C’est donc dans une atmosphère à la fois lourde et de résistance à la teneur que s’est tenu ce grand rassemblement.

Une émouvante Marseillaise

Sur le coup de 18h, une minute de silence a été observée, suivie par une Marseillaise interprétée par les cuivres de l’Orchestre philharmonique royal de Liège et chantée par le public.

Parmi la foule se trouvaient les familles et les amis de Milko Jozic et Elif Dogan, un couple liégeois qui était monté à Paris voici plusieurs mois, et qui a perdu la vie vendredi soir.

«Nous sommes très honorés par ce soutien populaire», nous a confié Mustafa Kemal Dogan, le papa d’Elif, quelques minutes après la Marseillaise. «Au-delà du décès de ma fille et de son compagnon, de toute la douleur que l’on ressent à cause de ces actes de barbarie, je dois dire que tous ces messages de soutien font du bien. De très nombreuses personnes sont venues ce soir. La Ville, la Province, les Liégeois: tout le monde a fait ce qu’il fallait pour nous venir en aide. Nous tenons vraiment à les remercier.»

«Elif aurait voulu qu’on vienne avec un verre de vin»

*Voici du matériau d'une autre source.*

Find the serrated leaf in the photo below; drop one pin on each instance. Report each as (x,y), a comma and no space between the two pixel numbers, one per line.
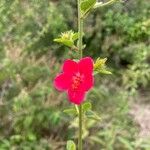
(86,106)
(70,111)
(70,145)
(92,115)
(86,5)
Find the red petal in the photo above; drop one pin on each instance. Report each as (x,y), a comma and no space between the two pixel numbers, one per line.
(86,65)
(76,97)
(62,82)
(70,66)
(88,82)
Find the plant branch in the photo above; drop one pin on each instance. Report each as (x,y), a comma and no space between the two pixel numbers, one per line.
(100,4)
(80,46)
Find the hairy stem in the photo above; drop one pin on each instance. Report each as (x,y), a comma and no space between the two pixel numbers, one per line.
(80,32)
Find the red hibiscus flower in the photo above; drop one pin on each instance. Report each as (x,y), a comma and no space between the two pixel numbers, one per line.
(76,79)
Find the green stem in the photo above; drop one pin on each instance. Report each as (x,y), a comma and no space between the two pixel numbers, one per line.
(100,4)
(80,32)
(80,128)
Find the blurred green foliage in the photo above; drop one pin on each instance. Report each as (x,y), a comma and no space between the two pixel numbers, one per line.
(31,110)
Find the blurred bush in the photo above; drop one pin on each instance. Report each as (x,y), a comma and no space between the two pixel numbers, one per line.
(31,110)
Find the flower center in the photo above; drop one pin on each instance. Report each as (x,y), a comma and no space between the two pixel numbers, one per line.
(76,81)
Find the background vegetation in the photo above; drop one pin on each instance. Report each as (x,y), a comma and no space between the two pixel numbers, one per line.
(31,110)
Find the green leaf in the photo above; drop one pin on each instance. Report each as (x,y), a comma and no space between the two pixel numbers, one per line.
(71,145)
(66,42)
(126,143)
(92,115)
(86,5)
(86,106)
(75,36)
(70,111)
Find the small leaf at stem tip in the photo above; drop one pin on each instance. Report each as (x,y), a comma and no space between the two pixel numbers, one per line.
(71,111)
(86,5)
(86,106)
(100,66)
(67,38)
(92,115)
(104,72)
(65,42)
(70,145)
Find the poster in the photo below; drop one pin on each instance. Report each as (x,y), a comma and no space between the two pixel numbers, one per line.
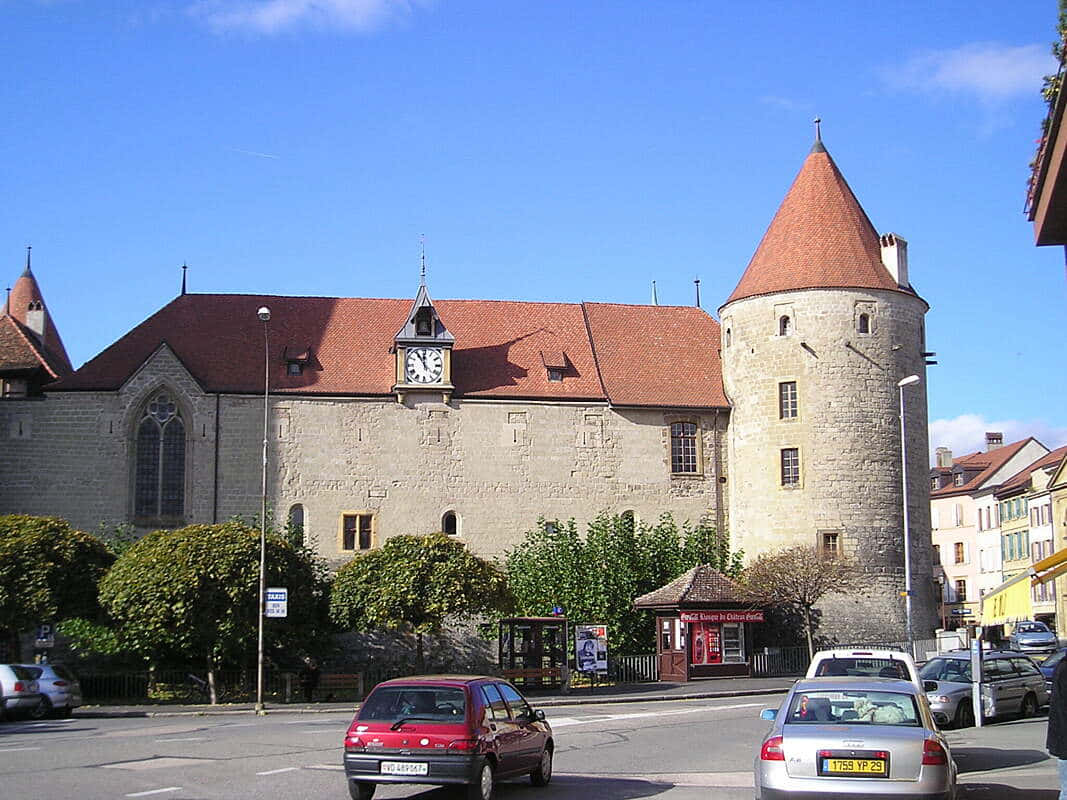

Un verre de vin rouge à la main, une clope au bec et, comme de nombreux amis, un t-shirt affichant la photo d’Elif et Milko: Laurent Bauduin était un proche ami de la Liégeoise. C’est donc tout naturellement qu’il s’est joint à la foule ce mardi en début de soirée, pour rendre hommage aux victimes.

Le père d’Elif, victime liégeoise des attentats: «Nous sommes honorés par ce soutien»

Laurent Bauduin, des centaines de personnes sont présentes pour ce rassemblement. Cela fait du bien?

Oui, c’est touchant, cela fait du bien de voir qu’autant de monde se recueille. C’est la première fois que je suis touché d’aussi près par un événement pareil.

À quel point connaissiez-vous Elif et Milko?

Elif, je la considérais vraiment comme ma meilleure amie. J’étais encore à Paris, dans leur appartement, il y a trois semaines. Il était prévu que j’y retourne la semaine prochaine. Nous étions vraiment très proches.

Comment avez-vous vécu la soirée de vendredi et les derniers jours?

D’abord, on ne réalise pas. Je me suis réveillé à midi le samedi, après une petite soirée arrosée, du même type que celles qu’on avait l’habitude de faire avec Elif, justement. J’avais plein de messages qui me demandaient si j’avais des nouvelles d’elle.

Les premiers messages qu’on lui a envoyés, c’était “allez, réveille-toi de ta cuite”. Et puis à 14h, le drame: on a appris la nouvelle. Il a fallu un peu de temps pour réaliser. Maintenant, il faut accepter, on ne les reverra plus.

Vous êtes venu avec un verre de vin… C’est l’image d’Elif que vous voulez garder?

Elif était une fille épicurienne, qui adorait faire la fête. Elle aurait voulu qu’on vienne aujourd’hui avec un verre de vin, qu’on pense à elle en lui disant “santé ”. C’est ce message-là qu’on veut faire passer, toujours avec le sourire, parce qu’elle avait toujours le sourire aux lèvres.